Ideally, I’d like to have a proper scoring rule that gives you the same reward in expectation regardless of how likely you believe the event is. That way you won’t be incentivized to avoid predictions close to 50%. Does such a scoring rule exist?

Let \(S \colon [0,1] \to \mathbb{R}\) be a strictly increasing differentiable function. If we assign an event a probability of \(p\), and that event actually happens, we will give ourselves a score of \(S(p)\). And if the event doesn’t happen, we will give ourselves a score of \(S(1-p)\). If the event in question actually has probability \(p^*\), then our expected score is \[ p^*S(p) + (1-p^*)S(1-p). \] For this to be a proper scoring rule, we need our expected score to be maximized at \(p = p^*\), regardless of the value of \(p^*\). So if \(p^* \in (0,1)\), the derivative of the above expression should vanish at that point. This means \[ p^*S'(p^*) - (1-p^*)S'(1-p^*) = 0. \] Since this equation must be true for any \(p^* \in (0,1)\), we might as well write \(p\) instead of \(p^*\). We can rewrite the equation to get \[ S'(1-p) = \frac{p}{1-p}S'(p). \] We also want our expected score to be a constant as a function of \(p^*\). And since this is a proper scoring rule, we only care about our expected score when we choose \(p = p^*\). In other words, we need \[ p^*S(p^*) + (1-p^*)S(1-p^*) = C. \] Again, since this must be true for all \(p^* \in [0,1]\), we’ll just use \(p\) instead. Differentiating this equation gives us \[ S(p) + pS'(p) - S(1-p) - (1-p)S'(1-p) = 0. \] But using the equation for \(S'(1-p)\) from earlier, we can derive \[ \begin{align*} S(p) + pS'(p) - S(1-p) - (1-p)\cdot\frac{p}{1-p}S'(p) &= 0 \\ S(p) + pS'(p) - S(1-p) - pS'(p) &= 0 \\ S(p) - S(1-p) &= 0 \\ S(p) &= S(1-p). \end{align*} \] This contradicts the assumption that \(S\) is strictly increasing. We could drop that assumption. But if we did, then we could be punished for assigning a higher probability to an event that actually happens. This seems obviously wrong to me. Now, you might argue that if you predicted something with a probability of, say, 100%, and your prediction comes true, then you should be punished for being ridiculous. But imagine there were someone who only made 0% and 100% predictions, and not just on trivial things, and every one of their predictions came true. Such a person would clearly deserve a high score, since it’s not ridiculous if you can do it consistently.
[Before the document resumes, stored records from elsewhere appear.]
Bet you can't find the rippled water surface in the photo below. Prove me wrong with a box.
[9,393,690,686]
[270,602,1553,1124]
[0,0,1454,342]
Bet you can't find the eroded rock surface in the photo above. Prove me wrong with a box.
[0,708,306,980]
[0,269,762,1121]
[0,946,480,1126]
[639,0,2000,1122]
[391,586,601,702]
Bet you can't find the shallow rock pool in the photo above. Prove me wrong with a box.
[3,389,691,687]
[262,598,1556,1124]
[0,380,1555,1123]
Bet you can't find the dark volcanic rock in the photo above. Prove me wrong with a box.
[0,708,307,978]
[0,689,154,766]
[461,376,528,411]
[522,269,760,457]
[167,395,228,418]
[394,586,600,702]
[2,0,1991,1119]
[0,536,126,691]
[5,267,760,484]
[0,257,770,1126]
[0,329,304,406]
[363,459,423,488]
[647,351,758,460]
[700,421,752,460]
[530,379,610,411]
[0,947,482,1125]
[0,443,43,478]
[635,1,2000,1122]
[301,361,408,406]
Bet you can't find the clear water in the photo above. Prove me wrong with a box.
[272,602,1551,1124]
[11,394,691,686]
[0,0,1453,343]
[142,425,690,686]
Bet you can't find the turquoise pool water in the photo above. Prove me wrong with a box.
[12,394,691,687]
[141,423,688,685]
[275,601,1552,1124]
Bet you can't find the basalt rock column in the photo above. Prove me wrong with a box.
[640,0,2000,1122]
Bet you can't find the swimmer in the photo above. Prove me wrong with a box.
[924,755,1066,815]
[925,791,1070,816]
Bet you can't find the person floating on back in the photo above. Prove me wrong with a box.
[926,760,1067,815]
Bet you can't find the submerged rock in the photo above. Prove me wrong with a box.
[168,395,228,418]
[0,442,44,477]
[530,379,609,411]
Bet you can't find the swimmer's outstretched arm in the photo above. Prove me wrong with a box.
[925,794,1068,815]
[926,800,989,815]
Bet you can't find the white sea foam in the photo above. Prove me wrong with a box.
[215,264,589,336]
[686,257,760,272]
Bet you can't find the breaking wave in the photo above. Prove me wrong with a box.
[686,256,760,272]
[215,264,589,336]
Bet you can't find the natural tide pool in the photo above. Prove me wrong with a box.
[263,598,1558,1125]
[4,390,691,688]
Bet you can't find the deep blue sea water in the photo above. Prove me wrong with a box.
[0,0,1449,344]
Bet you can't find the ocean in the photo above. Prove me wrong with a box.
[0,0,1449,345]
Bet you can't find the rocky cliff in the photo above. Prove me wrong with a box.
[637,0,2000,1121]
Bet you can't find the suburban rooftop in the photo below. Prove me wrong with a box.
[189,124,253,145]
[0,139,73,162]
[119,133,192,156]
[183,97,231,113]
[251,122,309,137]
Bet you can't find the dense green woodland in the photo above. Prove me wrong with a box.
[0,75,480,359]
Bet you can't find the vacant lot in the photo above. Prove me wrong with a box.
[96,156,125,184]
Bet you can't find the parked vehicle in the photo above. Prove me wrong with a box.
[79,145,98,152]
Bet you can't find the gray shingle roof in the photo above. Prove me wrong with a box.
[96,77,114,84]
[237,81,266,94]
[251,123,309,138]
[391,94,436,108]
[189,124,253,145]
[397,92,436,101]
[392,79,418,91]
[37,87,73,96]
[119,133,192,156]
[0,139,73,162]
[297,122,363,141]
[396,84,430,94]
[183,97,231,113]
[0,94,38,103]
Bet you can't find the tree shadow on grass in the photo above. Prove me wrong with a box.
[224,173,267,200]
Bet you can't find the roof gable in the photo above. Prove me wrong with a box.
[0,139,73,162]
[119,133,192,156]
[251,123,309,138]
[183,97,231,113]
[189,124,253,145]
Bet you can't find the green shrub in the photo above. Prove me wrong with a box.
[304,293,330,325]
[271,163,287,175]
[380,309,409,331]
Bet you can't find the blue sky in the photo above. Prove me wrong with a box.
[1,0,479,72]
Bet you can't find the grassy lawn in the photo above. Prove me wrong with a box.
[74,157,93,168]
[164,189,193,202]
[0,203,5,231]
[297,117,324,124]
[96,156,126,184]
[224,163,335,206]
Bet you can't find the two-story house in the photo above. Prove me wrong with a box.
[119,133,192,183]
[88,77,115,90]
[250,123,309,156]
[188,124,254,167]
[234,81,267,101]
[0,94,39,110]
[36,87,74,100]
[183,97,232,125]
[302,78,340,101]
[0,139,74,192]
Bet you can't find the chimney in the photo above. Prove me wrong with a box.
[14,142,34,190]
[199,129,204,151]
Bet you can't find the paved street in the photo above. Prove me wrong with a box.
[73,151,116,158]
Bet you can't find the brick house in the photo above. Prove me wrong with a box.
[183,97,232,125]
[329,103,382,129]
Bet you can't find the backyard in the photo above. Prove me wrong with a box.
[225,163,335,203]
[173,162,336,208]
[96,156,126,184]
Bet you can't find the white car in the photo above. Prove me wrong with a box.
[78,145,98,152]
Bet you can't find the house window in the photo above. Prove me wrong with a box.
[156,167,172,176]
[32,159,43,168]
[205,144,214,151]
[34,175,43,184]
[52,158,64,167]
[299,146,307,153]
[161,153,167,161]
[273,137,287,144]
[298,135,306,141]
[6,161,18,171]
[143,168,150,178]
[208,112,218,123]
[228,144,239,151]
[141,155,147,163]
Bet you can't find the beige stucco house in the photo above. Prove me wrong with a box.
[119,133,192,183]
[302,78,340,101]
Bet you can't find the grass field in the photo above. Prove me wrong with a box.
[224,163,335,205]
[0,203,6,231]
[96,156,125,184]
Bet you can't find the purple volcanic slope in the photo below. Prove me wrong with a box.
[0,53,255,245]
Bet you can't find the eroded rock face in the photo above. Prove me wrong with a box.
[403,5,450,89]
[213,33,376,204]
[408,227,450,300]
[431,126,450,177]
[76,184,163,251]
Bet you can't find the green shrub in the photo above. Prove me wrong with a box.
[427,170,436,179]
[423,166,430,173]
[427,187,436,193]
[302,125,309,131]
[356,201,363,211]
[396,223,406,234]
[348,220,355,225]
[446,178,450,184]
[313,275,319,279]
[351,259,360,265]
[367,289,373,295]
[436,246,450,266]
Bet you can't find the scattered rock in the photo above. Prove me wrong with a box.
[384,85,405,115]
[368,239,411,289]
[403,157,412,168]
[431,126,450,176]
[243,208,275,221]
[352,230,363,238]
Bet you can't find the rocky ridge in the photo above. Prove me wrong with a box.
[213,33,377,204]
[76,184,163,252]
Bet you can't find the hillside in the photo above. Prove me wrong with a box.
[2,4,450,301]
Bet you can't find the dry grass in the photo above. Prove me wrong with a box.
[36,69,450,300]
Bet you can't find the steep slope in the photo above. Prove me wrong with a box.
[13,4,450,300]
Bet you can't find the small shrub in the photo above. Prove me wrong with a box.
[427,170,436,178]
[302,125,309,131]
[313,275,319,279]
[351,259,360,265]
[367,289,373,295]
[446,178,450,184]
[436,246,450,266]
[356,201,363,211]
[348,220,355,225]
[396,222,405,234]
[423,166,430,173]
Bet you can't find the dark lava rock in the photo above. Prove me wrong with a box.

Anyway, if my math is right, it looks like there aren’t any good scoring rules for human predictors. I can think of two possible ways around this:

  1. Have the scoring rule take into account your predictions on other events. I’m not sure how this would work.

  2. Come up with a rule that incentivizes predictions that are closer to 50% instead. I think these kinds of predictions are harder to make anyway, so I would prefer this to what we get with the Brier score.